The vote to safeguard direct democracy in Ohio builds on momentum from other recent victories. In 2022, voters defeated election-denying candidates for top offices in the six battleground states where Donald Trump tried to overturn the 2020 results. In April, Wisconsin voters overwhelmingly chose Judge Janet Protasiewicz to the Wisconsin Supreme Court in an election that was defined by concern over abortion rights and GOP efforts to undermine democracy, such as gerrymandering and voter suppression.
The defeat of Issue 1 now clears the way for voters to support abortion rights in November. The proposed amendment, which will go to voters on November 7, would guarantee individuals the right to “make and carry out one’s own reproductive decisions, including but not limited to decisions on contraception, fertility treatment, continuing one’s own pregnancy, miscarriage care, and abortion.” The measure includes language designed to stop the state from over-regulating abortion clinics.
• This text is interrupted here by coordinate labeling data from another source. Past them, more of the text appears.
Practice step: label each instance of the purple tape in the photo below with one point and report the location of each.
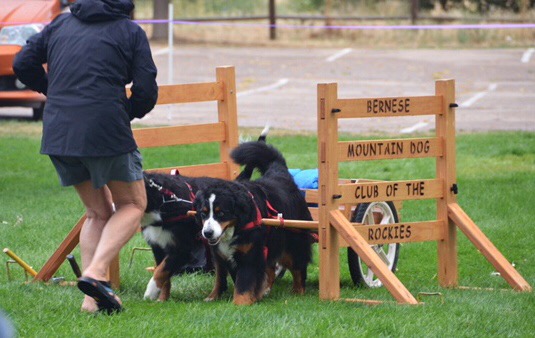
(360, 27)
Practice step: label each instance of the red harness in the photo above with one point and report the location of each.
(272, 213)
(173, 197)
(185, 216)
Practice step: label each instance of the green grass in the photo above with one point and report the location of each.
(496, 176)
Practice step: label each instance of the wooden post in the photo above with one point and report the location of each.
(445, 166)
(272, 20)
(54, 262)
(329, 260)
(485, 246)
(372, 260)
(415, 8)
(228, 113)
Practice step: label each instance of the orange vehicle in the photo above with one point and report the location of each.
(20, 19)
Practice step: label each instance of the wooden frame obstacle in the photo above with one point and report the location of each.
(335, 195)
(224, 131)
(443, 188)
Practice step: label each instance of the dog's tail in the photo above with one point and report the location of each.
(248, 170)
(263, 134)
(259, 155)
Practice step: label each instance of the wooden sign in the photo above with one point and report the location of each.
(401, 232)
(389, 149)
(390, 191)
(389, 106)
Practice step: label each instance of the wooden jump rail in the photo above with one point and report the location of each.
(224, 131)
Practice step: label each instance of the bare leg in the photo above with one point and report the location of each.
(100, 245)
(98, 204)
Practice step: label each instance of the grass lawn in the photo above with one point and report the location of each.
(496, 179)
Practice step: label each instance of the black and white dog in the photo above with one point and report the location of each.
(230, 213)
(173, 235)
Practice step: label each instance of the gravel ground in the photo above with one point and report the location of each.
(495, 88)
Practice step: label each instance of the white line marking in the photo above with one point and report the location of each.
(338, 55)
(160, 52)
(415, 127)
(276, 85)
(479, 95)
(527, 55)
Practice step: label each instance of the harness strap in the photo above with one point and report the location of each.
(258, 220)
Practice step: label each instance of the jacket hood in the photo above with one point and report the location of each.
(102, 10)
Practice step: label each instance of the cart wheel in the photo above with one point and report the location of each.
(373, 213)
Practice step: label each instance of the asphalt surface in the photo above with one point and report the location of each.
(495, 89)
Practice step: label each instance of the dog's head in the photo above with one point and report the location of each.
(222, 207)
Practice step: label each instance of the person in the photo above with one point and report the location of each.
(91, 54)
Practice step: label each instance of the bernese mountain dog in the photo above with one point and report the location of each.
(231, 215)
(175, 237)
(172, 234)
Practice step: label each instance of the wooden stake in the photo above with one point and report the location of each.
(485, 246)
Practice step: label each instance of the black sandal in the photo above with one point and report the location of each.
(102, 292)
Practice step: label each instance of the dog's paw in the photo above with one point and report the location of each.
(152, 292)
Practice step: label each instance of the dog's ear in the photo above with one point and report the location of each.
(197, 201)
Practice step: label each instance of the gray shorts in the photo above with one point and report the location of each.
(100, 170)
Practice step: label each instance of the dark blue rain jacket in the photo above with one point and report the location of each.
(92, 53)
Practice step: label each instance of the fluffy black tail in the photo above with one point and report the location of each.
(248, 170)
(260, 155)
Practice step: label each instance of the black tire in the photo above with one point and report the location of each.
(38, 112)
(360, 274)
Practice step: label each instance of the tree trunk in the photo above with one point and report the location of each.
(159, 30)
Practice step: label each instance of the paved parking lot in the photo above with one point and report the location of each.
(495, 88)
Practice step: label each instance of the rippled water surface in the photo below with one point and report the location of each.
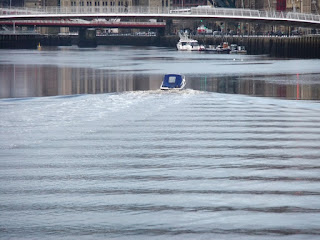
(147, 164)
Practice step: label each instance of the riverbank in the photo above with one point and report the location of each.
(286, 47)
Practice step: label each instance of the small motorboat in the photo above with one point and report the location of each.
(173, 81)
(187, 44)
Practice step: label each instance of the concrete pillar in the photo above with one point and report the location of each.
(87, 37)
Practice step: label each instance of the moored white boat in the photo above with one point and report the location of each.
(235, 49)
(173, 81)
(187, 44)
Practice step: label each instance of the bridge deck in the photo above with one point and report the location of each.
(238, 14)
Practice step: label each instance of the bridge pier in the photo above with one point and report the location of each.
(87, 37)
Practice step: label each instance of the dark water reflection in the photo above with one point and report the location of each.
(19, 81)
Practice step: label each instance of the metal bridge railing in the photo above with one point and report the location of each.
(208, 11)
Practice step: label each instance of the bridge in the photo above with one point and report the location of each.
(20, 15)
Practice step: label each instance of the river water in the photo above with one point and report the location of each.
(91, 149)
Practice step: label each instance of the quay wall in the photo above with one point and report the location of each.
(282, 47)
(31, 41)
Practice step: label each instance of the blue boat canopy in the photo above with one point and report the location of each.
(172, 80)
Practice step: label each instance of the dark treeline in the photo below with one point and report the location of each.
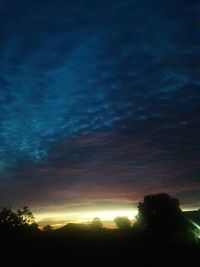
(160, 227)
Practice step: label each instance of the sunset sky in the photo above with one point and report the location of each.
(99, 105)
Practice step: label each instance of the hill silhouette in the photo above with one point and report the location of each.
(161, 228)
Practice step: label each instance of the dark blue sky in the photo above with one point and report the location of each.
(99, 101)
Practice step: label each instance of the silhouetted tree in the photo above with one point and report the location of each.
(9, 219)
(160, 213)
(122, 222)
(96, 223)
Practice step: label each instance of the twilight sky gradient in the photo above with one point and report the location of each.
(99, 103)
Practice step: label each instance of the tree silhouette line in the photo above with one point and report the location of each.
(156, 214)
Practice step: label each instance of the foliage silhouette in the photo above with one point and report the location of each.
(160, 213)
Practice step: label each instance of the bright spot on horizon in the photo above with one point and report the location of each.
(84, 216)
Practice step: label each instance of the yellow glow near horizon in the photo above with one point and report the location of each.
(83, 216)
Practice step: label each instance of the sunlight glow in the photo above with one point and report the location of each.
(62, 218)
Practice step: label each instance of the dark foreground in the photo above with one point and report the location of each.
(92, 247)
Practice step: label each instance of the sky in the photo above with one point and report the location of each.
(99, 105)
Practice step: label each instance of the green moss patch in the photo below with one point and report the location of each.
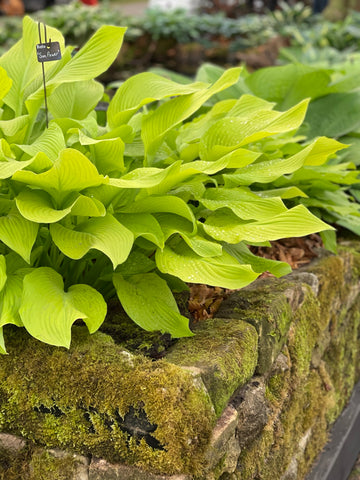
(97, 398)
(225, 352)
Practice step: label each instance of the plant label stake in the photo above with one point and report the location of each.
(46, 52)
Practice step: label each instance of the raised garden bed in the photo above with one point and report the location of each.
(251, 395)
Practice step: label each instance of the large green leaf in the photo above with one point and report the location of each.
(2, 343)
(258, 264)
(233, 132)
(51, 142)
(140, 90)
(94, 58)
(72, 171)
(334, 115)
(155, 204)
(167, 116)
(145, 177)
(287, 85)
(21, 65)
(297, 221)
(14, 129)
(143, 225)
(48, 312)
(256, 209)
(107, 153)
(10, 298)
(5, 83)
(37, 206)
(264, 172)
(222, 271)
(18, 233)
(75, 100)
(105, 234)
(149, 302)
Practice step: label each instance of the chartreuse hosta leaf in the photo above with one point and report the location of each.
(5, 83)
(156, 204)
(263, 172)
(2, 343)
(297, 221)
(48, 312)
(37, 206)
(149, 302)
(71, 172)
(105, 234)
(50, 143)
(222, 271)
(241, 252)
(247, 209)
(15, 129)
(93, 58)
(18, 233)
(21, 64)
(75, 99)
(106, 153)
(10, 294)
(143, 225)
(156, 124)
(144, 177)
(233, 132)
(142, 89)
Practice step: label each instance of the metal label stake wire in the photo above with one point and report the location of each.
(43, 70)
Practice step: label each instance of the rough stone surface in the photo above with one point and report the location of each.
(102, 470)
(253, 410)
(11, 443)
(226, 360)
(223, 432)
(200, 413)
(271, 318)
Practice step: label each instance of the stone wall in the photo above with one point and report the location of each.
(252, 395)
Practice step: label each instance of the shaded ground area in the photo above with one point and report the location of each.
(355, 474)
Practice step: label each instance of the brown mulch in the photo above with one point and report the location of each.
(205, 301)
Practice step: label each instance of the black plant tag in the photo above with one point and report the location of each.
(47, 52)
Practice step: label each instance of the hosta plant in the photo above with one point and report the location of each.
(330, 185)
(160, 195)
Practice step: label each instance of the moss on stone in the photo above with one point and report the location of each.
(266, 307)
(78, 400)
(224, 351)
(15, 466)
(303, 335)
(46, 466)
(332, 287)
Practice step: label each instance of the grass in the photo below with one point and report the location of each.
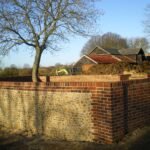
(137, 140)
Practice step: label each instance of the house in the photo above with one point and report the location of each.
(108, 56)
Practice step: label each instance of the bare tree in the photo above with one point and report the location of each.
(139, 43)
(107, 40)
(147, 20)
(39, 24)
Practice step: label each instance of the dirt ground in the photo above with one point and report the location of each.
(137, 140)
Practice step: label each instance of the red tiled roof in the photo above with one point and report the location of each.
(104, 58)
(125, 58)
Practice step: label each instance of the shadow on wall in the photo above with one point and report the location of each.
(55, 115)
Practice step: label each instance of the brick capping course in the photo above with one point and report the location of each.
(117, 107)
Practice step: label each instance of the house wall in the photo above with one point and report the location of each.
(77, 111)
(86, 67)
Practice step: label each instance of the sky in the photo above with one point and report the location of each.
(123, 17)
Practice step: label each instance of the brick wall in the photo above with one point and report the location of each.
(81, 111)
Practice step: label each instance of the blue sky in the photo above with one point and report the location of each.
(120, 16)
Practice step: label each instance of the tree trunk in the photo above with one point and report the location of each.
(36, 64)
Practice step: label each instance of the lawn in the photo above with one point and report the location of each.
(137, 140)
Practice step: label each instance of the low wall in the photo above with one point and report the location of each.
(77, 111)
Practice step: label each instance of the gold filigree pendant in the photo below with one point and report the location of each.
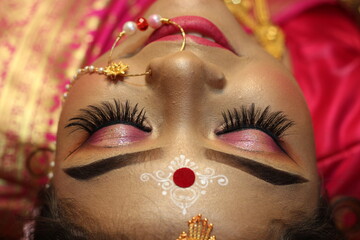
(115, 70)
(199, 229)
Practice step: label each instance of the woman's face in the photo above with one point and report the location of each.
(211, 112)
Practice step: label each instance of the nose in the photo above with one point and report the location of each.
(181, 82)
(184, 72)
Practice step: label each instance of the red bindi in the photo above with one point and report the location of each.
(184, 177)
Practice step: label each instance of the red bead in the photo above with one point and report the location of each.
(142, 24)
(184, 177)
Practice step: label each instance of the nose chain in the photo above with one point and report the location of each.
(254, 14)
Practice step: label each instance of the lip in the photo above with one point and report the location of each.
(192, 24)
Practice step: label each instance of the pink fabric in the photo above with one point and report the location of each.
(114, 17)
(326, 61)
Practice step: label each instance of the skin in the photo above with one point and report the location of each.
(184, 98)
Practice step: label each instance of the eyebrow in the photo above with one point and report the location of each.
(100, 167)
(264, 172)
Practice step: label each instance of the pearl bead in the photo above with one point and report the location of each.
(142, 24)
(129, 28)
(155, 21)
Yet it does allow the legislature to ban abortion after the point of fetal viability, unless a doctor deems it necessary to protect a pregnant patient’s health.
The Ohio vote could have major ramifications for other states. As many as eight states could vote on abortion-rights ballot initiatives in 2024, according to Chris Melody Fields Figueredo, executive director of the left-leaning Ballot Initiative Strategy Center. Such measures have so far been filed in Maryland, South Dakota, and Missouri, where Republican leaders have been pulling their own stunts to block the referendum process. And an abortion-rights referendum very similar to those in Ohio and Michigan has been filed in Florida, which in 2006 became the first and only state in the country to require 60 percent of the vote to pass a constitutional amendment.
“Republicans should be ashamed of their efforts to subvert the will of voters,” NARAL Pro-Choice America said in a statement on Tuesday night. “Seeing this measure defeated is a victory for our fundamental rights and our democracy.”